MIT announce AI predictive tool for breast cancer
A team of scientists from MIT’s Computer Science and Artificial Intelligence Laboratory (CSAIL) and Jameel Clinic (J-Clinic) announced that they had created a breast cancer risk-assessment algorithm that shows consistent performance across patients from the U.S., Europe, and Asia.
The researchers said the model needed both algorithmic improvements and large-scale validation across several hospitals to prove its robustness to integrate image-based risk models into clinical care and make it widely available.
The joined forces demonstrated a deep learning system to predict cancer risk using just a patient’s mammogram. They tailored their new “Mirai” algorithm to capture the unique requirements of risk modeling.
The AI predictive tool captures risk modeling requirements, simultaneously learning a patient’s risk across multiple future time points, and optionally drawing on clinical risk factors like age and family history.
The model showed significant promise and improved inclusivity. The researchers said it was equally accurate for both white and Black women, which is especially important. Black women are 43 percent more likely to die from breast cancer.

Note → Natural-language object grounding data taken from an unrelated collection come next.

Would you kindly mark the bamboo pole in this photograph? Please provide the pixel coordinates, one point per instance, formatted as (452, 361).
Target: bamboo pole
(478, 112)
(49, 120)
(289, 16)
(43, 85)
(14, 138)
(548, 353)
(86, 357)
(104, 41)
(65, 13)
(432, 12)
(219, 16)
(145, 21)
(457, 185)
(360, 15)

“Improved breast cancer risk models enable targeted screening strategies that achieve earlier detection, and less screening harm than existing guidelines,” Adam Yala, CSAIL lead author of the upcoming Science Translational Medicine study, said in a statement. “Our goal is to make these advances part of the standard of care.”
Mirai jointly models a patient’s risk across multiple future time points and can optionally benefit from clinical risk factors such as age or family history, if they are available.
The AI predictive tool is also designed to produce consistent predictions across minor variances in clinical environments, like the mammography machine’s choice.
Here’s how Mirai works:
1. The mammogram image is put through something called an “image encoder.”
2. Each image representation and which view it came from are aggregated with other images from other perspectives to indicate the entire mammogram.
3. With the mammogram, a patient’s traditional risk factors are predicted using a Tyrer-Cuzick model (age, weight, hormonal factors). If unavailable, indicated values are used.
4. With this information, the additive-hazard layer predicts a patient’s risk for each year over the next five years.
Judy Wawira Gichoya, an assistant professor of radiology at Emory University School of Medicine, who plans to test the MIT algorithm, says the work shows the importance of AI experts working together with doctors. But she intends to validate the algorithm carefully on her own patients’ data before using it.